Amazon, 2015 — Le cas d'école mondial
Un algorithme de scoring CV noté de 1 à 5 étoiles. L'objectif : identifier les meilleurs talents. Le résultat : l'IA pénalise systématiquement les CV contenant le mot « women's » et dévalorise les diplômes d'universités féminines.
Amazon abandonne l'outil en 2017, incapable de garantir qu'il ne trouverait pas d'autres proxies pour discriminer. Depuis, le cadre juridique a radicalement changé.
Le règlement européen sur l’IA (AI Act) classe désormais tous les outils de recrutement automatisé dans la catégorie « haut risque ». Le RGPD encadre déjà les décisions automatisées via son article 22. Et le droit pénal français sanctionne la discrimination à l’embauche de 3 à 5 ans d’emprisonnement. La question n’est plus de savoir si votre algorithme de recrutement sera audité, mais quand — et si vous serez prêt.
Pourquoi c’est structurel
Le biais algorithmique en recrutement n’est pas un accident technique isolé. Le mécanisme est direct : un algorithme de tri de CV apprend à partir des recrutements passés de l’entreprise. Si ces recrutements reflétaient des déséquilibres — par exemple, une majorité d’hommes recrutés dans les postes techniques — le modèle va reproduire ce schéma.
Comme le détaille l’étude de Télécom Paris pour la Fondation Abeona, l’algorithme d’Amazon a appris à favoriser les verbes d’action comme « executed » ou « captured », plus fréquents dans les CV masculins, tout en pénalisant les marqueurs féminins.
Trois mécanismes se cumulent — et c’est ce qui rend le problème structurel, pas ponctuel.
Biais de données historiques
Les données d'entraînement reflètent les inégalités passées. Un secteur tech à 80 % masculin produit un modèle qui favorise les profils masculins.
Biais de conception
Choix de variables ou de métriques de succès biaisées.

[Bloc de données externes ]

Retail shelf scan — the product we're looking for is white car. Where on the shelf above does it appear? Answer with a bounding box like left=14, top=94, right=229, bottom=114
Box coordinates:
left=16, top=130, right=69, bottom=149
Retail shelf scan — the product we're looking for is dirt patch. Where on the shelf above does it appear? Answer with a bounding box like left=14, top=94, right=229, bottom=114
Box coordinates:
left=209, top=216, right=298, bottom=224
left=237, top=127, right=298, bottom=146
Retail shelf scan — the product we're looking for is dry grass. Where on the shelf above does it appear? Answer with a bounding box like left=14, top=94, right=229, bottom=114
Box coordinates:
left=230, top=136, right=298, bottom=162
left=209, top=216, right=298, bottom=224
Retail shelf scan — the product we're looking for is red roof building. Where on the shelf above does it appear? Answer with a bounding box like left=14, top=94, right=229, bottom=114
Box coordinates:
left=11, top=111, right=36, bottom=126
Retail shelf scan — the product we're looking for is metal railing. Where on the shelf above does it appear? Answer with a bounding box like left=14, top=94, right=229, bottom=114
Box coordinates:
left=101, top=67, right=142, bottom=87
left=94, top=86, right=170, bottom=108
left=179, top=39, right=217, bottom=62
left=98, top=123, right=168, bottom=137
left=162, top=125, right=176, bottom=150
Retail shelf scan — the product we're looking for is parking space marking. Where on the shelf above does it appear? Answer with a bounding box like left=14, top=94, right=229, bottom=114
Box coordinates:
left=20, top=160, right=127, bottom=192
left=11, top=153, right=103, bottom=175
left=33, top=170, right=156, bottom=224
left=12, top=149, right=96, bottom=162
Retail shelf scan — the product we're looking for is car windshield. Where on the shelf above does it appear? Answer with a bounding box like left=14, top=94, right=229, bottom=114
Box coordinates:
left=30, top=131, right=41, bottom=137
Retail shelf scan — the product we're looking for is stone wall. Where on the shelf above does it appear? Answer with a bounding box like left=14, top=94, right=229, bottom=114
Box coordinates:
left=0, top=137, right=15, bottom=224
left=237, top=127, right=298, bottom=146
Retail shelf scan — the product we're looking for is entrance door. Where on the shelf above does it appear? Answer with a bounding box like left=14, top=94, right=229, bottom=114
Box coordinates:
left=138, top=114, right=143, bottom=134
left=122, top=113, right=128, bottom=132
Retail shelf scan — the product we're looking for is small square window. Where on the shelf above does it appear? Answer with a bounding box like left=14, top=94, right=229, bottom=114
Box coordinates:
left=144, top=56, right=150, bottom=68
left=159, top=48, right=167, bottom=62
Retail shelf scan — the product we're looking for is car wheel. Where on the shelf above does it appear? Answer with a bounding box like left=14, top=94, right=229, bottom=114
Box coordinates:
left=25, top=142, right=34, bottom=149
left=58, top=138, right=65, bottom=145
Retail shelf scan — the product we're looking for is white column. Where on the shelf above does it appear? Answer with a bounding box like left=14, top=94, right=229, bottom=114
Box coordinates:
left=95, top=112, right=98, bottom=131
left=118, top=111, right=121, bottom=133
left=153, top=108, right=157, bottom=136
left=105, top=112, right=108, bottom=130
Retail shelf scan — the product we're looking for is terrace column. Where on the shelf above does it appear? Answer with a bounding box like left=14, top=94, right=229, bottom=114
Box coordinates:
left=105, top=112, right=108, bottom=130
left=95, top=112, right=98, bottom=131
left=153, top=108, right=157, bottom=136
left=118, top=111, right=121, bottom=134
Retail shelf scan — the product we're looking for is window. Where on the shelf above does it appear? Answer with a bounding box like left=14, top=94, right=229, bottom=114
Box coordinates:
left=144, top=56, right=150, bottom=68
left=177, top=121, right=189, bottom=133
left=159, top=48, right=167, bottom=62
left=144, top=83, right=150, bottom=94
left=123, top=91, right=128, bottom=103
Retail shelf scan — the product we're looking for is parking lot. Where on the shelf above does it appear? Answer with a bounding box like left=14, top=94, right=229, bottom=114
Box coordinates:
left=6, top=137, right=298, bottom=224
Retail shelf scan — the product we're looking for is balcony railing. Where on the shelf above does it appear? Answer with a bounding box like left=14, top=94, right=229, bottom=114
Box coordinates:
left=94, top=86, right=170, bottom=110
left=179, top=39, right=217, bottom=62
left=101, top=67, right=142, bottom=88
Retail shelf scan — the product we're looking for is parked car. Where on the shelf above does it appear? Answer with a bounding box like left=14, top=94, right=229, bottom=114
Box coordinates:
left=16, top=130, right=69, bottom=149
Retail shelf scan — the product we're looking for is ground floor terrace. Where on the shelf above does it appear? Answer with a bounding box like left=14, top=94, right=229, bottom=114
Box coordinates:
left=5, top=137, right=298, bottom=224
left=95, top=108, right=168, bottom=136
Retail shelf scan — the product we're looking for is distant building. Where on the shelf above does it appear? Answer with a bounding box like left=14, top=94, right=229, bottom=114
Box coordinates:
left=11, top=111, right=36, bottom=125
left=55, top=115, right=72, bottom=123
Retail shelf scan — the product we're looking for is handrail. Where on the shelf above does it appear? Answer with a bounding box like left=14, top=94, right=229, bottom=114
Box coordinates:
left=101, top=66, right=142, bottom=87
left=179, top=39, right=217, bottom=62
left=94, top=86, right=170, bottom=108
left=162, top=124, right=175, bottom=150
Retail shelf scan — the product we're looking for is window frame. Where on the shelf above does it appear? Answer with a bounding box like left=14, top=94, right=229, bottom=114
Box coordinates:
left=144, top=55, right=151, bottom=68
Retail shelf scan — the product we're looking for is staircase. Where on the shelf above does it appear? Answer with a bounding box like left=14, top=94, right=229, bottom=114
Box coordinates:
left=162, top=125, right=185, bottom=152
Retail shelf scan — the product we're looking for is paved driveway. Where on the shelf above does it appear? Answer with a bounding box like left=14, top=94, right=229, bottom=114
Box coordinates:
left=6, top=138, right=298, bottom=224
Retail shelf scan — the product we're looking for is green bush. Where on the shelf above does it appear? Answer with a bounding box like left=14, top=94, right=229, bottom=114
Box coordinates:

Définir la « performance » par la durée en poste désavantage les congés maternité.
Boucle de rétroaction
Les décisions biaisées alimentent les futures données d'entraînement. L'IA recommande des profils similaires aux précédents recrutés, réduisant la diversité.
Le double verrou juridique
Les entreprises françaises utilisant l’IA en recrutement sont soumises à un double régime juridique — RGPD et AI Act — et les deux s’appliquent cumulativement.
RGPD — Le verrou existant
L'article 22 pose un principe clair : toute personne a le droit de ne pas faire l'objet d'une décision fondée exclusivement sur un traitement automatisé produisant des effets juridiques.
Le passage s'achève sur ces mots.